In the United States, more than 83,000 people have tested positive for COVID-19, edging out Italy, which has reported the most deaths, and China, where the virus was first detected in December in the metropolis of Wuhan.
The US has recorded 1,178 deaths, while the global death toll stood at 23,293.
“We are waging war on this virus using every financial, scientific, medical, pharmaceutical and military resource, to halt its spread and protect our citizens,” US President Donald Trump said.
With about 40 percent of Americans under lockdown orders, Trump urged citizens to do their part by practicing social distancing: “Stay home. Just relax, stay home.”
With fears mounting of a global recession if not depression, leaders from the Group of 20 major economies held crisis talks by video link Thursday, pledging a “united front” to fight the outbreak — along with an enormous financial injection.
“The virus respects no borders,” the leaders said in a statement.
“We are injecting over $5 trillion into the global economy, as part of targeted fiscal policy, economic measures, and guarantee schemes to counteract the social, economic and financial impacts of the pandemic.”

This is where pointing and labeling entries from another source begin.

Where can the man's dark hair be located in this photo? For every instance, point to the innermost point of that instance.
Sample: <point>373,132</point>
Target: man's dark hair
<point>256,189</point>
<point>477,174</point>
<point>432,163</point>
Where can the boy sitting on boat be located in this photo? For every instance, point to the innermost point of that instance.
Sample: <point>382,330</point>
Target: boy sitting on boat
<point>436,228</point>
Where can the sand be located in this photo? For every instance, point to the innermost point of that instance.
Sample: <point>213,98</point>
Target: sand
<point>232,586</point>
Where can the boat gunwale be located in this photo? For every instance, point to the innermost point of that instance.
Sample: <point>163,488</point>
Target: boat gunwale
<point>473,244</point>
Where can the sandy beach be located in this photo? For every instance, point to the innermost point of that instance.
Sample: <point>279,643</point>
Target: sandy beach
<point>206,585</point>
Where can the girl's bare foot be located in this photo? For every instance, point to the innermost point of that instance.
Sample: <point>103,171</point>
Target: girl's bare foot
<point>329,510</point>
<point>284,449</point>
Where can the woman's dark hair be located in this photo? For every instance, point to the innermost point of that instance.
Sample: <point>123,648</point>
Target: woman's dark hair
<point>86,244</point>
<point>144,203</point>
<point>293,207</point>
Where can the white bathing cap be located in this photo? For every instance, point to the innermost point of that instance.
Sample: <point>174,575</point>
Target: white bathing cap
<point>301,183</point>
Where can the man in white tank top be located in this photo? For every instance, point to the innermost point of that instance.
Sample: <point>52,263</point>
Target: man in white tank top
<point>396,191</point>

They also pledged “robust” support for developing nations, where coronavirus could next take hold after ravaging China and then Europe.
But the unity pledged by the G20 has been in short supply, with China and the United States trading barbs over their handling of the coronavirus crisis.
And Italy as well as Spain, which has the second-highest death toll, objected to a draft economic plan by the European Union which they saw as too weak.
Italian Prime Minister Giuseppe Conte wants a “strong and sufficient” financial response that deploys “innovative financial instruments truly adapted to a war,” his office said.
Alarmed by the rapid spread of the sickness in Italy, France has taken aggressive action to stem the virus and went under lockdown on March 17.
But the 365 deaths reported Thursday was its highest in a one-day period and, alarmingly, included a 16-year-old girl — a rare case of a young person succumbing to a virus that has devastated the elderly.
“It is very difficult to estimate when the peak will come,” French health official Jerome Salomon said. “People who are ill now were infected before the confinement began.”
“Now there is less contact, people are going out less and get infected less. So we hope there will be fewer people getting sick next week and fewer people going to hospital,” he told reporters.
With hospitals under severe strain, medical workers in Italy and Spain are making painstaking choices.
“If I’ve got five patients and only one bed, I have to choose who gets it,” Sara Chinchilla, a pediatrician at a hospital near Madrid, told AFP.
“People are dying who could be saved but there’s no space in intensive care.”
In Britain, the National Health Service said London’s hospitals are facing a “continuous tsunami” of seriously ill COVID-19 patients, despite a lockdown imposed this week.
And in New York, the virus hotbed in the United States, authorities hope to stem infections as the city struggles to more than double the number of available hospital beds.
“Almost any scenario that is realistic will overwhelm the capacity of the current healthcare system,” Governor Andrew Cuomo warned.
First responders in New York were receiving more than 6,000 calls to the 911 emergency line a day, many from people seeking virus testing. It is “breaking records. We didn’t have this many calls on 9/11,” said Anthony Almojeria, a leader in the emergency medical services union, referring to the September 11, 2001 terror attacks.
The pandemic has already, and rapidly, been catastrophic to the global economy. But offering a glimmer of hope, both Italy and Spain have seen lower daily rates of new infections this week.
The World Health Organization called Italy’s numbers “encouraging signs,” but warned it was “still too early to say whether the pandemic is peaking.”
A study from Britain’s Imperial College provided a grim prediction, saying 1.8 million people could die worldwide this year even with swift action to halt the virus.